Il terzo cerchio rappresenta gli intrecci tra vita siciliana e mafiosa, l’organizzazione ha fatto suoi i principi, gli usi e le tradizioni siciliane trasportandoli su di un piano ossessivo e conservatore; il richiamo al Vangelo è molto sentito anche se solo un espediente. La famiglia è importantissima: per un mafioso è la base. Così come l’austerità e la serietà: un uomo d’onore che ha una vita sentimentale troppo agitata, che ostenta ricchezza e libertinaggio è mal visto perché segno di inaffidabilità, chi tenta di suicidarsi in carcere, rischia di non risvegliarsi più perché manca di sicurezza. Confrontarsi con un uomo d’onore è fonte di gloria, ucciderlo o esserne ucciso è onorevole. La mafia non è una società di aiuto alla popolazione più sfruttata, nonostante capi mafiosi abbiano, in passato, eliminato alcuni problemi, ma aiuta solo i suoi membri a spese della società civile. Si è inserita dove lo Stato aveva lasciato lacune formando una sorta di parastato.
Il quarto cerchio è l’organizzazione di Cosa Nostra, che descrive la costituzione attraverso i vari gradi di affiliazione, la divisione territoriale le alleanze, i legami con altre società criminali organizzate (come ‘ndrangheta, camorra, mafia americana e tutte le organizzazioni criminali dell’Est Europeo e del SudAmerica), però da non confondersi con Cosa Nostra in quanto essa è più strutturata e latente. L’affiliazione avviene attraverso un preciso rito d’iniziazione che varia da zona a zona. Si approfondisce Cosa Nostra Americana in quanto discendente diretta di quella siciliana.
Il quinto cerchio è quello dei profitti: i guadagni attraverso il traffico di stupefacenti, le tangenti, gli appalti truccati e altre modalità di guadagno.

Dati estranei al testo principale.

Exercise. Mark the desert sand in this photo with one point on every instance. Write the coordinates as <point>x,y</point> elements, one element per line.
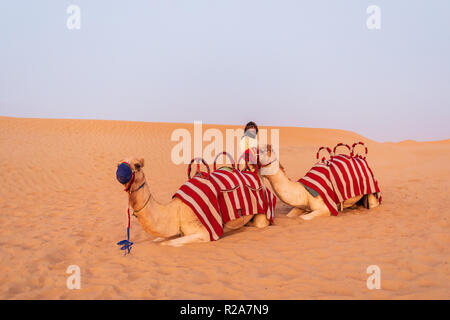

Il sesto ed ultimo capitolo è il potere, che è il traguardo, il vero significato, ciò per cui esiste. La lunga “non battaglia” contro lo Stato Italiano: giovane, debole, inconcludente, contorto, incapace di difendere i propri uomini e i cittadini onesti.. “Si muore generalmente perché si è soli o perché si è entrati in un gioco troppo grande. Si muore spesso perché non si dispone delle necessarie alleanze, perché si è privi di sostegno. In Sicilia la mafia colpisce i servitori dello Stato che lo Stato non è riuscito a proteggere”.

Sostanzialmente credo che Falcone avesse capito cos’è la mafia, non solo macchina di morte e guadagno, ma anche concentrazione e esasperazione di valori propri di una gente che ha trovato nell’indifferenza e nella famiglia una sorta di guscio protettivo contro le angherie degli stati e dei governi susseguitesi sull’isola.
Lo Stato possiede i mezzi per l’eliminazione di questo cancro, ma non può, non vuole farlo seriamente e definitivamente, tampona di tanto in tanto quando la situazione degenera, quando la situazione è troppo esasperata.
La mafia si evolve continuamente, mentre i metodi di lotta ristagnano, nonostante importanti arresti la mafia risulta imprendibile, ma è possibile sconfiggerla: i suoi membri sono uomini e non sono immortali. L’arresto di boss come Luciano Leggio, Totò Riina, Bernardo Provenzano evidenziano che è possibile sconfiggere, debellare la mafia solo se si è uniti, decisi a farlo, arrivando con lo Stato dove prima era assente, riprendendosi i territori persi, conquistando la fiducia della gente dove la fiducia nello Stato mancava.